Tampoco era un invierno cualquiera, los agricultores esperaban una temporada escasa, que no iban a poder recuperar jamás, porque las temporadas siniestras se las lleva ese viento malvenido de invierno crudo.
Al salir a la calle recordó que era martes, pero ya era tarde, para ella siempre era tarde. Ni la paciencia, ni la templanza y aun menos la responsabilidad eran características que podrían describirla.
Fue un martes de calamitosas revelaciones; se avecinaban tardes crujientes de sabores un poco más amargos.
Iba caminando por los robles, dos calles atrás de su casa, hacia el norte. Siempre caminaba con la cabeza gacha, ella no sabía mirar al frente; lo había aprendido de su hermano, que bien sabía que escondía su mirada a los extraños por una desconfianza devastadora.  Ella no ocultaba sabores, ella no ocultaba nada, o por lo menos era lo que creía, pero había adoptado y aprendido esa forma de caminar, y quizás el tiempo pueda darle forma propia a su andar.
Ese martes; como todos los martes de junio, fue mirando hacia abajo, ella encontraba la seguridad en los pies de los demás, quizás en los zapatos, tampoco se sabe a ciencia cierta dónde radicaba su confianza. Fue andando calle abajo, y en su solemne acto fue dejando algunas huellas aún más atrás, que -neutralizadas por las huellas que iba descubriendo- generaban un tinte cotidiano. 

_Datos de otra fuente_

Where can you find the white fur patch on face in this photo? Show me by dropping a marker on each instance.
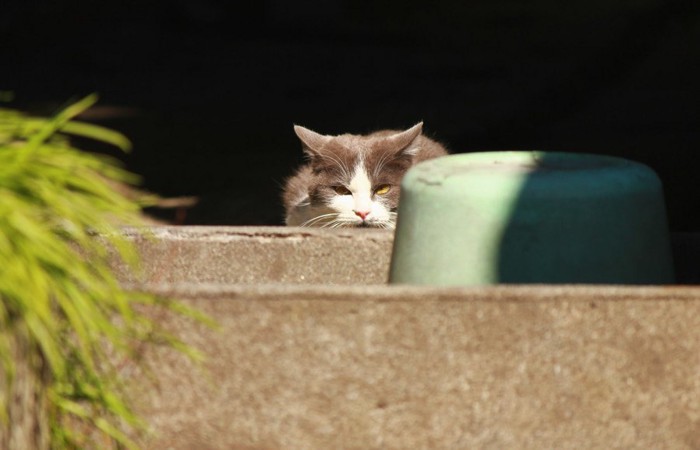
(360, 206)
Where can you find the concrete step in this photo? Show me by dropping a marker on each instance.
(315, 352)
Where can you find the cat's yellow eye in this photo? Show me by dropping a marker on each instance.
(382, 189)
(341, 190)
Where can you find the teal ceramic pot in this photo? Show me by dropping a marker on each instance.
(531, 217)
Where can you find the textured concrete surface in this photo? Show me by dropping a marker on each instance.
(393, 367)
(265, 255)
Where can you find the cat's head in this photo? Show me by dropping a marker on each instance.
(356, 179)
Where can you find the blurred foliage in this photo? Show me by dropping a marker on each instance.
(60, 219)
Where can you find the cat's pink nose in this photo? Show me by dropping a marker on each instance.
(362, 214)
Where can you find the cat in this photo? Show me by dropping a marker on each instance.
(353, 180)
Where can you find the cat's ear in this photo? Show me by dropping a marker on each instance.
(313, 142)
(406, 142)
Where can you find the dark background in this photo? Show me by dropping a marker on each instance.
(208, 90)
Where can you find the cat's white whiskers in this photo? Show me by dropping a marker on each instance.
(315, 220)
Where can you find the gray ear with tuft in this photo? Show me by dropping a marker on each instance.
(406, 142)
(313, 142)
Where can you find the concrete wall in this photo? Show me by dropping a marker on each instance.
(371, 366)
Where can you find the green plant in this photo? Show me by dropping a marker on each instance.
(64, 318)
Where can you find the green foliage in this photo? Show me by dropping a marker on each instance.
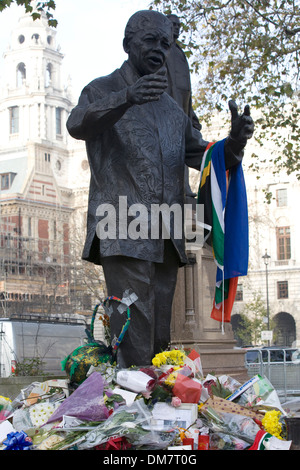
(29, 367)
(42, 7)
(247, 50)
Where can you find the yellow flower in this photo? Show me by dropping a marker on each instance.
(173, 357)
(272, 424)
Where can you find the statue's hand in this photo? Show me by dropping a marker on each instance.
(242, 126)
(147, 88)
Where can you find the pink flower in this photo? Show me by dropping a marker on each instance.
(175, 402)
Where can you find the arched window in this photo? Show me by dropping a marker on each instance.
(48, 75)
(21, 74)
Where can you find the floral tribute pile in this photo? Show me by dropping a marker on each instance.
(167, 405)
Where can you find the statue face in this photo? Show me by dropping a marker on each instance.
(149, 48)
(176, 25)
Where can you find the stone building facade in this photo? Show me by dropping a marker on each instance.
(44, 177)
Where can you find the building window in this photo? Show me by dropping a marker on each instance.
(14, 120)
(281, 197)
(29, 227)
(7, 180)
(239, 293)
(48, 75)
(282, 290)
(283, 243)
(21, 74)
(58, 121)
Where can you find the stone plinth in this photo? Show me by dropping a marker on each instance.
(192, 326)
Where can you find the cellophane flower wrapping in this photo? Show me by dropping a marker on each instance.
(135, 380)
(187, 389)
(126, 421)
(5, 408)
(86, 402)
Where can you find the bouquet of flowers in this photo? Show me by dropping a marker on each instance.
(175, 357)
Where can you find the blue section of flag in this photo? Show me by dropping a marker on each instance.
(234, 202)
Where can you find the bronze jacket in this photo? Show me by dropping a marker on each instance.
(137, 152)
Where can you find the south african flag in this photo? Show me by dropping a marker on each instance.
(223, 194)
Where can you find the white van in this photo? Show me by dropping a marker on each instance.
(49, 340)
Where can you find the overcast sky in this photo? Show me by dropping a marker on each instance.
(90, 34)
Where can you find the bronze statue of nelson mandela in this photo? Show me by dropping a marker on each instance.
(138, 141)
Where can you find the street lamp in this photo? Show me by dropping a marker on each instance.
(266, 258)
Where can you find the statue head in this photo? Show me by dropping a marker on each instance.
(176, 25)
(147, 41)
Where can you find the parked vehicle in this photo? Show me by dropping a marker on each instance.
(272, 354)
(47, 340)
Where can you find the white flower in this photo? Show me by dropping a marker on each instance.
(41, 412)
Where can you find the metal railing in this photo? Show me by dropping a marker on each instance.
(284, 374)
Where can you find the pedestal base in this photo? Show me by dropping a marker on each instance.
(192, 327)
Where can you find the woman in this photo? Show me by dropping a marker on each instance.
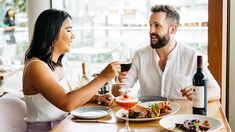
(47, 94)
(9, 25)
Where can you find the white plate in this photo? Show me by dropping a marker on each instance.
(169, 122)
(174, 106)
(91, 112)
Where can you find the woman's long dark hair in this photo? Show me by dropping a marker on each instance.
(46, 32)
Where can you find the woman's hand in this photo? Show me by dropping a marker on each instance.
(106, 99)
(187, 92)
(111, 71)
(122, 77)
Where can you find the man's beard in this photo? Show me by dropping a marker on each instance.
(161, 42)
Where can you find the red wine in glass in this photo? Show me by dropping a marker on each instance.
(125, 66)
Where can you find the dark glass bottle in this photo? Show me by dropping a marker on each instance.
(199, 89)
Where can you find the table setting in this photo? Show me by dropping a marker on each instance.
(92, 115)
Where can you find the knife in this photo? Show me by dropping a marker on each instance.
(95, 121)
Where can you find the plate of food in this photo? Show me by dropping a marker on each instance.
(190, 122)
(149, 111)
(91, 112)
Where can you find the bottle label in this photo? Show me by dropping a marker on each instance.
(198, 96)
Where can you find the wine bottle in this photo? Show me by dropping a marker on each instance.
(199, 96)
(84, 79)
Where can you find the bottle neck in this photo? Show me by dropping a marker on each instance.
(199, 69)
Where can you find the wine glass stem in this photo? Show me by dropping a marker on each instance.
(127, 121)
(116, 80)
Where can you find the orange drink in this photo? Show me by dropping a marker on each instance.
(126, 103)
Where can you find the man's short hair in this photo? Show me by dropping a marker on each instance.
(171, 14)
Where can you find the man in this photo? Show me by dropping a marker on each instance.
(166, 67)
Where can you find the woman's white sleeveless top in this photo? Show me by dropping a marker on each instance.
(41, 110)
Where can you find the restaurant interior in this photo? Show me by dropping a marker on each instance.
(104, 30)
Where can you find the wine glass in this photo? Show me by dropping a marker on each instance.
(125, 63)
(126, 102)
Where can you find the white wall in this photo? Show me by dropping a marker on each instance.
(34, 8)
(232, 68)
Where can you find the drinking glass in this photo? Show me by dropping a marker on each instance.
(126, 104)
(125, 63)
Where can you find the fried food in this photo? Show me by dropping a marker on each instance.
(154, 110)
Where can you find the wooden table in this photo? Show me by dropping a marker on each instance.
(67, 125)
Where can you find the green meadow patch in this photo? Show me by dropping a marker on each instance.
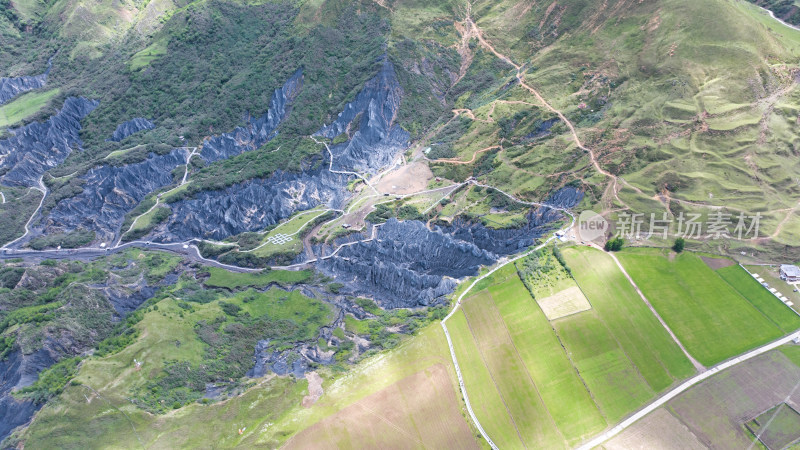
(711, 318)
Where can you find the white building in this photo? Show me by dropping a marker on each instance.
(790, 273)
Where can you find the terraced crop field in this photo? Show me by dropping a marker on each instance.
(711, 318)
(783, 316)
(542, 383)
(658, 358)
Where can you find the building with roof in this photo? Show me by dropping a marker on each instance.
(790, 273)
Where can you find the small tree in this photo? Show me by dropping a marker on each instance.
(614, 244)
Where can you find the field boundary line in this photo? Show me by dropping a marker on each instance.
(496, 387)
(457, 368)
(771, 293)
(683, 387)
(564, 348)
(694, 362)
(527, 370)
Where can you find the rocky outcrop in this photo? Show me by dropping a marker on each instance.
(407, 265)
(282, 363)
(259, 130)
(18, 371)
(130, 127)
(369, 120)
(252, 205)
(110, 192)
(38, 147)
(506, 241)
(11, 87)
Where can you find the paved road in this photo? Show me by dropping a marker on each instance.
(686, 385)
(502, 264)
(186, 249)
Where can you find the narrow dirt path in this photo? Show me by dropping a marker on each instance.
(457, 161)
(614, 185)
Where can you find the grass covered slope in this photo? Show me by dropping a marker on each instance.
(711, 318)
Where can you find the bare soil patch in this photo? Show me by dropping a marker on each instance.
(406, 179)
(717, 263)
(564, 303)
(716, 409)
(420, 410)
(314, 389)
(659, 430)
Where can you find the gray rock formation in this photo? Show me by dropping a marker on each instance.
(507, 241)
(407, 265)
(259, 130)
(11, 87)
(110, 192)
(130, 127)
(378, 139)
(38, 147)
(252, 205)
(18, 371)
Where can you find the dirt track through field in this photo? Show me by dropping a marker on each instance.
(420, 410)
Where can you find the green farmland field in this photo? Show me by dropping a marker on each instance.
(533, 421)
(761, 298)
(713, 321)
(610, 375)
(658, 358)
(557, 383)
(562, 390)
(483, 394)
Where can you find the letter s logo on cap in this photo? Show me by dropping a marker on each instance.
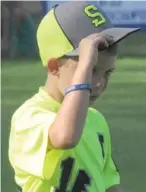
(98, 17)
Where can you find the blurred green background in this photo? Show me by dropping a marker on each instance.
(123, 105)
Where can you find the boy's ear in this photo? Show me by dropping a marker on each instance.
(53, 66)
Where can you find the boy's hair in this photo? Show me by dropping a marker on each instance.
(112, 50)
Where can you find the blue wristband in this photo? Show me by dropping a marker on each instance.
(78, 87)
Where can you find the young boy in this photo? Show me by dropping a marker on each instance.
(58, 143)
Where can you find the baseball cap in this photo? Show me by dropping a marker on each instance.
(63, 27)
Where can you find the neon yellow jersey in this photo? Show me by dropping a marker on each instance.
(38, 168)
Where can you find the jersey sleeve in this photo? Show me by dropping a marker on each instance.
(111, 173)
(29, 147)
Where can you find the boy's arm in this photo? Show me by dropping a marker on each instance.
(67, 128)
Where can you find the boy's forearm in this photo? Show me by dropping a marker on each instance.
(68, 125)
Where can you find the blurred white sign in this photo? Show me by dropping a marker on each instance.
(121, 13)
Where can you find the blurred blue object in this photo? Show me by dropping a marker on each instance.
(121, 13)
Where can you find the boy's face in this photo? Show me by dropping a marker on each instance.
(101, 73)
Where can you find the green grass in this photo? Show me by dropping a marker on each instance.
(123, 105)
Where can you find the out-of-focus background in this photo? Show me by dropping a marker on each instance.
(123, 104)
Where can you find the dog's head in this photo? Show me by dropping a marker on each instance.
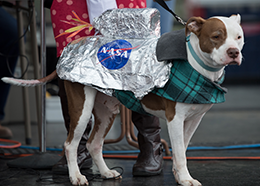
(221, 37)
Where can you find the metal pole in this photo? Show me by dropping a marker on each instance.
(43, 71)
(26, 105)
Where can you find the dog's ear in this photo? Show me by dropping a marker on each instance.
(194, 24)
(236, 18)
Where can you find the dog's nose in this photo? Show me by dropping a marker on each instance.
(233, 52)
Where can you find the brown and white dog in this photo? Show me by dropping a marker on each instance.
(217, 41)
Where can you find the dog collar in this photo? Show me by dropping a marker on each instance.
(199, 61)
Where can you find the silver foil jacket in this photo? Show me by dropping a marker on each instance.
(128, 37)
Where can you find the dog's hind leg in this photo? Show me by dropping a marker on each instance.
(105, 111)
(80, 104)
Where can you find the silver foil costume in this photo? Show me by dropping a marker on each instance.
(122, 57)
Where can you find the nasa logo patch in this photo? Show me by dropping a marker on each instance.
(114, 55)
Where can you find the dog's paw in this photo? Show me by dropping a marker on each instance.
(79, 180)
(190, 183)
(111, 174)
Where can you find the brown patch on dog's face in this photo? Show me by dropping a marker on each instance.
(212, 33)
(76, 98)
(154, 102)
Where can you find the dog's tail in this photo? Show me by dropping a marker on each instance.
(28, 83)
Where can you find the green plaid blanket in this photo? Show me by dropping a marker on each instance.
(185, 85)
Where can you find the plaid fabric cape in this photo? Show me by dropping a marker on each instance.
(185, 85)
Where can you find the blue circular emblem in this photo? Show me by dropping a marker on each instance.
(114, 55)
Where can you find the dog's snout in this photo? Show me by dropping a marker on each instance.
(233, 52)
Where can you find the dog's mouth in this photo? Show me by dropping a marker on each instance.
(234, 63)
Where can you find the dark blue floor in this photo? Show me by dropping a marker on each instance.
(236, 122)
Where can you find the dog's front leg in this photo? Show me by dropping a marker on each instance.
(180, 170)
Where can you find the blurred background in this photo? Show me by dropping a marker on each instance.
(243, 82)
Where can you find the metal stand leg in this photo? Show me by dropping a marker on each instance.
(35, 60)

Pasó por los jardines municipales y atravesó todo el parque a un ritmo voraginoso. También iluminó los bares de la calle de lápices con su rubio tono siete y medio, pero no iba atendiendo lo que sucedía fuera de sus propios límites, no era consciente de las caras que la descubrían a ella, porque no se dejaba descubrir con facilidad; no sabía mirar a los ojos, por  eso no se abastecía de saberes menos calmos, pero para ella, eso estaba bien, siempre estuvo bien y los demás se molestaban, pero los demás no importaban, porque nunca importaron para ella. Si posaba su mirada en algún alma que se la devolviera, la movía, le quitaba el derecho al otro de poder llegar a ella.
Ese martes fue distinto desde el primer segundo, ese martes el hilo conductor de su mirada se cruzó con la de Simón, quién no reflejaba cualquier mirada, reflejaba esa mirada que por fin la liberó de su andar inseguro, de su andar temeroso y rufián de una dama iluminada.